Included in the Senate version of the Republican tax plan is a bill, introduced by Sen. Lisa Murkowski (R-Alaska), that would require Interior Secretary Ryan Zinke to approve at least two lease sales for drilling — each no fewer than 400,000 acres — in the coastal plain area of the refuge. This region in northeast Alaska, also know as the 1002 Area, is home to polar bears, moose and caribou, and has been the subject of a decades-long battle between energy producers and conservationists.
In a letter Thursday to party leaders, GOP Reps. Dave Reichert (Wash.), Brian Fitzpatrick (Pa.), Ryan Costello (Pa.) and others said the refuge, better known as ANWR, “stands as a symbol of our nation’s strong and enduring natural legacy.”
“Any development footprint in the refuge stands to disrupt this fragile, critically important landscape,” the group wrote to House Speaker Paul Ryan (R-Wis.) and Senate Majority Leader Mitch McConnell (R-Ky.).
The letter does not specifically mention Murkowski’s legislation. (In a separate statement, however, Costello urged Congress not to include changes to the refuge in the tax plan.) Rather, it highlights the decades of bipartisan support for protecting the area and notes the Trump administration’s push to allow seismic testing and other activities in the coastal plain, a move the group says “could threaten imperiled species and fragile habitat.”
Opening the coastal plain is on the Trump administration’s fossil fuel-centric wish list. In May, Zinke signed an order to “jump-start Alaskan energy production.” He said at the time that the move was an “important first step in a smart and measured approach to energy development in ANWR.” Additionally, the administration’s 2018 fiscal year budget calls for allowing oil and gas production in the coastal plain.
During a hearing last month, Murkowski said she’s “confident” drilling would not come at the expense of the environment and that she and many other Alaskans believe the coastal plain “is actually one of the best places that we can go for responsible development.”
Environmental groups — many of which blasted a pair of Senate committees after they advanced Murkowski’s bill — were quick to voice support for the group of Republican lawmakers that signed the letter.
“We applaud these Representatives for recognizing that protecting the Arctic Refuge from drilling matters to anyone who cares about our wild spaces — no matter which side of the aisle they’re on,” Mike Brune, executive director of the Sierra Club, said in a statement.
The Senate is expected to vote Friday on its tax proposal.

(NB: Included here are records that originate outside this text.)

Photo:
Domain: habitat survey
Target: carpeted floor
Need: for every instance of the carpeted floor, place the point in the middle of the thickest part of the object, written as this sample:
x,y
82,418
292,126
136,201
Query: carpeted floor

The Senate budget plan included a provision that required the Senate Energy and Natural Resources Committee, which Murkowski chairs, to come up with $1 billion in additional revenue over the next decade to help pay for tax reform. The Congressional Budget Office estimates the ANWR legislation would generate slightly more than $1 billion in federal revenue over the next decade — a figure that has been widely disputed.